2)王族の中で最も御し易い人物を選定して教育を施し、宮廷クーデタを起こさせて王位に就かせる。
3)現地国民の中から自らの手先となる人物を一人、または、数人を選定し、有力者に育てた上で王朝交代、あるいは、新政権を樹立させる(特に社会に恨みを抱く下層、異民族や移民、あるいは、不満層等から選ぶ)。
4)王室や政府に外国人を送り込み、支配者にする。
5)宗教等を利用して、現地国民の中の特に最下層民や不満層を組織し、国家破壊活動に従事させ、内乱、あるいは、革命を起こさせる(武装に際しては、武器を提供)。
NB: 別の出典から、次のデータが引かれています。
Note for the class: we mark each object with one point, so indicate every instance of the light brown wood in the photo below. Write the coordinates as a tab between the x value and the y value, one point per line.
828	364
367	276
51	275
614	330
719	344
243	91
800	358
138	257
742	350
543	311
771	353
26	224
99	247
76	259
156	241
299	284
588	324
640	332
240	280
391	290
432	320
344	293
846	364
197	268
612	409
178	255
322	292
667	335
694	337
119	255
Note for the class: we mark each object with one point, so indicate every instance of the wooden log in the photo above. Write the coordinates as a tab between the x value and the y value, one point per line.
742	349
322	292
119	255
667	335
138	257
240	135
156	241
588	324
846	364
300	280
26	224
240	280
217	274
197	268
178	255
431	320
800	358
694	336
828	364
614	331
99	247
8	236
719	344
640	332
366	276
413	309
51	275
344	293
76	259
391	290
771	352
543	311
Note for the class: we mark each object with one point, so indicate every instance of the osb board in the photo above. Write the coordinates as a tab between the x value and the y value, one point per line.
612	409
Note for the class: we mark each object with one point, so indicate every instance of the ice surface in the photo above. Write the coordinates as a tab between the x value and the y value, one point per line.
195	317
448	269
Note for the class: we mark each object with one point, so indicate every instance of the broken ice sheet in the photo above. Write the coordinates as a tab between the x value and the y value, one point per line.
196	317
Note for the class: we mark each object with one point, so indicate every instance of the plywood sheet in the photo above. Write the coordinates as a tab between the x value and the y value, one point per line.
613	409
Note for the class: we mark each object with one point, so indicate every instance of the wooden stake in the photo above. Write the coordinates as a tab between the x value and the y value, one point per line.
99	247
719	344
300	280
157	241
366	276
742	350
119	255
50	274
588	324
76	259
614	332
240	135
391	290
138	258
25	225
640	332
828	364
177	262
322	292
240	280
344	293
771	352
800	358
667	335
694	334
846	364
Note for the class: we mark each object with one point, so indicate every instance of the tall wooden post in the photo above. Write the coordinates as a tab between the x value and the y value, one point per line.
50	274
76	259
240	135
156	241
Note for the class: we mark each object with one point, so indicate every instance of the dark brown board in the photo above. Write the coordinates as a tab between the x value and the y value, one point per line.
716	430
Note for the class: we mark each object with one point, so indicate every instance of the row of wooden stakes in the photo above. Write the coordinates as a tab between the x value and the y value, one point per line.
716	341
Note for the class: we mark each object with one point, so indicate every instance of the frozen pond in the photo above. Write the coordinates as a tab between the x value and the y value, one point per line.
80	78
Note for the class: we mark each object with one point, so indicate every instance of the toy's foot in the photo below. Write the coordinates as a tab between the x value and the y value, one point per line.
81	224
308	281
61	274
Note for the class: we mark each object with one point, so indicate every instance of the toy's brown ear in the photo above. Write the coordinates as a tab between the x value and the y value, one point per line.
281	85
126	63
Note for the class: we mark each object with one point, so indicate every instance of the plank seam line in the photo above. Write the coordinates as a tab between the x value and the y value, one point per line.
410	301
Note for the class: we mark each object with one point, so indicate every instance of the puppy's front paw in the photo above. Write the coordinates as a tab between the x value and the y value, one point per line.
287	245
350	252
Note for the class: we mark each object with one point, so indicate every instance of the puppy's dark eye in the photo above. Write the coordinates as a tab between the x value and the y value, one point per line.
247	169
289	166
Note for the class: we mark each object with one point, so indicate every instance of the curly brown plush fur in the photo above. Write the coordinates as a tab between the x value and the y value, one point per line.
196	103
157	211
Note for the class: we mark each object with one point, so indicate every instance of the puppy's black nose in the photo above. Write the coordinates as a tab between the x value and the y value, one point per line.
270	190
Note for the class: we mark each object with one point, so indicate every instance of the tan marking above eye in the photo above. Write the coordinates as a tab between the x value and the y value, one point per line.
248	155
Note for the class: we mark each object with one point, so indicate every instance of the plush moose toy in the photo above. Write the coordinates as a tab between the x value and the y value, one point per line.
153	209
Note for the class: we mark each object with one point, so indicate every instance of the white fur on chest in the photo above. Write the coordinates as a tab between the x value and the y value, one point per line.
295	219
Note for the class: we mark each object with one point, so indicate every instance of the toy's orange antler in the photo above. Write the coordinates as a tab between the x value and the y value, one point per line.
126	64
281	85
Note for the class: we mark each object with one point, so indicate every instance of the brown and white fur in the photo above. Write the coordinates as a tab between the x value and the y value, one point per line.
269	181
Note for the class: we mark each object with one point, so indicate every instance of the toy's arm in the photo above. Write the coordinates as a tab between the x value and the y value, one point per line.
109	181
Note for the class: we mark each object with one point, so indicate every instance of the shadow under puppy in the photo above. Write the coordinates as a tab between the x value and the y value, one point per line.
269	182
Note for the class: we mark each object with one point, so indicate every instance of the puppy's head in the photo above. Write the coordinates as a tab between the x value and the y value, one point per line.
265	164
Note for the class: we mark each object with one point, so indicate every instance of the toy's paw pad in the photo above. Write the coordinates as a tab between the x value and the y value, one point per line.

6)既存の民族国家には別の民族を送り込み、権力を与えて新たな支配階層とし、間接支配する。
 
秀吉に対する評価をめぐりましては、草履取から身を興し、太閤ま上り詰めたことから、出世物語として憧れる人と眉をひそめる人とがあり、その人物評価は分かれますが、基本的には、世界支配の5つの基本戦略に沿った人生を歩んだように見えます。特に、イエズス会は、国民の中でも特に下層出身者を支配者に選ぶ傾向にありますので、この点も、秀吉の異例の出世と符合します。秀吉政権の下で、太閤検地や刀狩など、権力の集権化は進みましたので、仮に、イエズス会が、秀吉を巧みに操って日本国の間接支配を計画していたと想定いたしますと、日本国民の前には、重税(太閤検地)や抵抗権の喪失(刀狩)等による抑圧の苦しみが迫っていたとも言えます。
 
しかしながら、秀吉による「耶蘇禁止令」からも推測されるように、イエズス会の目論みの通りに進まなかったようです。その理由は、海のかなたで時代を画する重大なヘゲモニーの転換が生じていたからです。この頃、新教国の英蘭が躍進しており、イエズス会の背後にあったスペインが、ついに1588年のアルマダの海戦で英国に敗れ、アジア地域にありましてもカトリック勢力が影響力を落としてきていたのです。こうした事情を背景に、機を見るに鋭敏な秀吉は、イエズス会との距離を持とうとしたのかもしれません。一方、徳川家康も、オランダ人のヤン・ヨーステンや英国人のウイリアム・アダムスを重用したように、新教勢力の取り込みとも見られる行動を見せるのです。
 
このように、世界史の流れと密接に繋がっていたがゆえに、紆余曲折した戦国時代末期であったのですが、巨視的に見ますと、本能寺の変は、イエズス会などの特定の世界支配志向勢力が、自らの支配確立のために、皇室に対して手を伸ばした最初の事例であったかもしれないのです。江戸時代に朝廷が冷遇されたのは、あるいは、朝廷内に残されていたイエズス会の影響力を幕府が警戒したためであったとも推測されます。
 
このことは、‘真実の本能寺の変’が、その発生当時から、秀吉政権、徳川幕府をはじめとした権力側によって隠匿された理由ともなります。イエズス会に限らず、仮に、世界支配志向勢力が日本国の国家権力を掌握しようと計画したといたしますと、群雄割拠以前の古代からあり、日本国民の崇敬の対象であった朝廷ほど、好都合の組織はありません。朝廷を掌握して傀儡とすれば、日本国を支配することができる可能性があるのです。
 
そして、その世界支配志向勢力による”支配の駒”としての‘皇室’の位置づけは、幕末の問題と繋がり、さらには、4百年以上の月日を経た今日におきましても、‘皇室’の問題と繋がっていると推測されるのです。